Must Have Ongoing Benchmarking to Know Where You Stand
The only way to know, with certainty, where your hospital, system, or IDN’s utilization savings reside (trust us when we say that there are hundreds of them in your supply streams worth millions to you) is to have ongoing historic, internal, and peer benchmarking to determine where you stand. This means in practice that you need monthly, quarterly, and year-to-year benchmarking reports to alert you to when your value analysis teams need to investigate these anomalies in your supply streams. We have found that this chore can’t be accomplished with gut feel, intuition, or guessing. Instead, you need to pinpoint information that is actionable!
This reminds us of a client whose gut told him that his OR was utilizing too many OR packs annually and that he needed to assign a VA team to investigate. Luckily, he came to us first before charging a VA team with this study. Our benchmarks showed that his OR packs’ utilization was actually within acceptable limits.
The lesson here is to always have supply utilization benchmarks to rely on. Otherwise, you will expend your limited staff resources unnecessarily.
High Level Benchmarks Will Only Point You In the Right Direction
All supply chain and value analysis professionals have access to benchmarks from their GPOs, vendors, and other third parties that take a snapshot in time of their healthcare supply costs compared to their peers, but at a 30,000 feet level.
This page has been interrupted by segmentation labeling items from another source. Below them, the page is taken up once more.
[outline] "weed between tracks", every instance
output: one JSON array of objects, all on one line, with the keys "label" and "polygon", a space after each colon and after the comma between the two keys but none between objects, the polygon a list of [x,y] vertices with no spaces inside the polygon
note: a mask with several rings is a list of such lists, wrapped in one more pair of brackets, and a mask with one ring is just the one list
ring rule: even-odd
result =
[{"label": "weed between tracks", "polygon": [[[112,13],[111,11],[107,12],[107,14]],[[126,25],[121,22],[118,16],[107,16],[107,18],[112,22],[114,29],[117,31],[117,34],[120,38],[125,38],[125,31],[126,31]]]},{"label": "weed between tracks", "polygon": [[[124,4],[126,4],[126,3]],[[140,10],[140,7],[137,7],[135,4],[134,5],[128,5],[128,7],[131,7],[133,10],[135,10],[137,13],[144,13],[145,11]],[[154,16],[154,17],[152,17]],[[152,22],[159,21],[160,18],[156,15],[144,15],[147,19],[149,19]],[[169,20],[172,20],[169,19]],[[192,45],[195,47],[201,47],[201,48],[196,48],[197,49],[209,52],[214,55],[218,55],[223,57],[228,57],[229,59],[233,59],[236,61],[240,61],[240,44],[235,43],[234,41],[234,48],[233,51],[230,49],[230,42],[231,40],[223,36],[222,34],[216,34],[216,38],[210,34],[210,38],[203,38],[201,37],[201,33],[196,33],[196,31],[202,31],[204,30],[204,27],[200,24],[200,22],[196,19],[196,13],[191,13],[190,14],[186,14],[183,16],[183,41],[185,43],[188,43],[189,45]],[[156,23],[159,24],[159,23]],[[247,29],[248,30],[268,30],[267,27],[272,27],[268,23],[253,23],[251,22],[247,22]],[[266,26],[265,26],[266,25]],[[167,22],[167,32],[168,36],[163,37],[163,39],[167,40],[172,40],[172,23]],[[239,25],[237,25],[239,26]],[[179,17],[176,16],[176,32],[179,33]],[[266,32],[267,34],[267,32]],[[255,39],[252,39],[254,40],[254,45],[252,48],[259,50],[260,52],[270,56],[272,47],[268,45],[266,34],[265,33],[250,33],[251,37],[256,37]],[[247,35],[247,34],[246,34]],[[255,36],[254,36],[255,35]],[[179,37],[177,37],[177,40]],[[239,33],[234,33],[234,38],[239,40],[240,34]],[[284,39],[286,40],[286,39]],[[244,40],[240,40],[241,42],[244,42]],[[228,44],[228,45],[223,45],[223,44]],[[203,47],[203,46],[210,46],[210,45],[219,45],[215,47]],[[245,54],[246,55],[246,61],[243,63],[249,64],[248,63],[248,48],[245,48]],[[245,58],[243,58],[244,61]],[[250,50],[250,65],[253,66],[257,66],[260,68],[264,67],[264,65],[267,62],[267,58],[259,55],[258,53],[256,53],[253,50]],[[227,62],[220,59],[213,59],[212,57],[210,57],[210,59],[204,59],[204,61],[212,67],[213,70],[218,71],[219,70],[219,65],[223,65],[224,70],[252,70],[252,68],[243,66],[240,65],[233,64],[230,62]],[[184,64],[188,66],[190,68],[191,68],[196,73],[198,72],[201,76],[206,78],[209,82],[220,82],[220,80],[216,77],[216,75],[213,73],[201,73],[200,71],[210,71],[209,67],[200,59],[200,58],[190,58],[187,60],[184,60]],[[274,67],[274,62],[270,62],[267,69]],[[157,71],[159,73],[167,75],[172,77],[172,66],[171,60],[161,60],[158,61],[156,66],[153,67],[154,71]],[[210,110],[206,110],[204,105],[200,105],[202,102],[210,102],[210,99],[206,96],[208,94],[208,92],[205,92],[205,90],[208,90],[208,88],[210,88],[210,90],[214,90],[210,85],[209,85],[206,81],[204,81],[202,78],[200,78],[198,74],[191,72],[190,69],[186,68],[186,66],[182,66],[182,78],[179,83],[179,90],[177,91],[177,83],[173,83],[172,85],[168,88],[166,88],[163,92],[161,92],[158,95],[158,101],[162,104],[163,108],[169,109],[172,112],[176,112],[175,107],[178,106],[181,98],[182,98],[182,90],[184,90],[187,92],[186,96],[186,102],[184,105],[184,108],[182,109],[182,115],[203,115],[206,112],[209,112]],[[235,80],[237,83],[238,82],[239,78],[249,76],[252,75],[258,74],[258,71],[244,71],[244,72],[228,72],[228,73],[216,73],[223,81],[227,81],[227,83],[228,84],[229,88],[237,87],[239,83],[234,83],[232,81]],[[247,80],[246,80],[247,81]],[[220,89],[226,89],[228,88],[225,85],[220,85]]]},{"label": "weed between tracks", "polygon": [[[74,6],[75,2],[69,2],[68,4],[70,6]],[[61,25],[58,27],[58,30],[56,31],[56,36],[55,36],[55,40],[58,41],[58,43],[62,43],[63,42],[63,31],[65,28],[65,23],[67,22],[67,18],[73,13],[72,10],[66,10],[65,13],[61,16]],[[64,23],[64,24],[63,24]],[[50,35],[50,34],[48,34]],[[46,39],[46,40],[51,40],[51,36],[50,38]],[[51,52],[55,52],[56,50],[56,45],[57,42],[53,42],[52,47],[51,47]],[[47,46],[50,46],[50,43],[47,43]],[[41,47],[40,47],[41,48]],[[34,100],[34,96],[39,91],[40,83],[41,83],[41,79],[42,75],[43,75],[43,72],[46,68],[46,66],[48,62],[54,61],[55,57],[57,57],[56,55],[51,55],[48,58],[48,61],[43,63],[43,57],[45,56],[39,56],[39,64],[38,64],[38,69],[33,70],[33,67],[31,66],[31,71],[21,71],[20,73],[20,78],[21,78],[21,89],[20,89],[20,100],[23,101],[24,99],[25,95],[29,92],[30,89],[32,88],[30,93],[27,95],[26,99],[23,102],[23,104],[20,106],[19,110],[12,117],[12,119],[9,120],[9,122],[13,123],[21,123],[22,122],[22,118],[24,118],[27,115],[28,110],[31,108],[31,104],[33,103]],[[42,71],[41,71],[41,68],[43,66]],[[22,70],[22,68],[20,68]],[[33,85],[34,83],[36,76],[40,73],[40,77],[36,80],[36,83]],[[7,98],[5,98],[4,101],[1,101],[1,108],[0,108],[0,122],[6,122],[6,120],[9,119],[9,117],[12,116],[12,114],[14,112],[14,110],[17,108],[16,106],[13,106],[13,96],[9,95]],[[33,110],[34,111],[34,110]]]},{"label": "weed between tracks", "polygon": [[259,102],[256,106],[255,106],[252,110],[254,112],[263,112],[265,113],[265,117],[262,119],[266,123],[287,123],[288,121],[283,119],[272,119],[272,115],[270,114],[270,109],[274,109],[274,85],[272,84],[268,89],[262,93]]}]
This 30,000 feet data will only tell you that you might have a problem in price, standardization, or utilization in a particular product line, but won’t tell you who, what, or why this is happening. This is the disadvantage of high level benchmarks; they only point you in the right direction. What they don’t do is provide you with actionable data!
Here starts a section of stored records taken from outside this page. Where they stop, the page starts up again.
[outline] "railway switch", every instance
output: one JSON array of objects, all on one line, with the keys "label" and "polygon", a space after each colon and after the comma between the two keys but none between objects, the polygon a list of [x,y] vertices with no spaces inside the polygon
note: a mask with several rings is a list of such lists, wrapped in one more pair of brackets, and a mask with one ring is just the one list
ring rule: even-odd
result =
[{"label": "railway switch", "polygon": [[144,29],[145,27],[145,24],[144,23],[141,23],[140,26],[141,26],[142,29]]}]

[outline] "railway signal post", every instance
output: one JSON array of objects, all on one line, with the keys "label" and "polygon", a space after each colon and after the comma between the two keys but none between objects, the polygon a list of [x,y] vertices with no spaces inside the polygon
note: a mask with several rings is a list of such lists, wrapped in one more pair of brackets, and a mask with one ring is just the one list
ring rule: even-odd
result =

Your Ground Level Benchmarks Can and Must Be Actionable
Benchmarks that are at the ground level or SKU (stockkeeping unit) level are guideposts that can and must be actionable. Meaning, they can pinpoint with certainty what product, service, or technology in your hospital, system, or IDN’s formulary is a supply utilization misalignment and what negative financial impact on your bottom line this anomaly is causing. Any other benchmarks are too imprecise to be useful in eliminating these budget busting cost drivers.
Share Your Findings with Your Department Heads and Managers
One missing element in most SUM programs is the sharing of your data with historical, peer, and internal benchmarks with your department heads and managers. After all, it is their staff that has caused these supply utilization misalignments, so they should be the individuals to fix them. What’s more important is that they have insight that you don’t have on why these irregularities have been occurring. It might be a recent change in procedure, new staff members on board, or a misunderstanding on how to apply the new technology. Whatever it may be, your department heads and managers need to be more accountable for controlling their supply expenses. For without their ownership of this problem, no change can ever be made to solve the problem.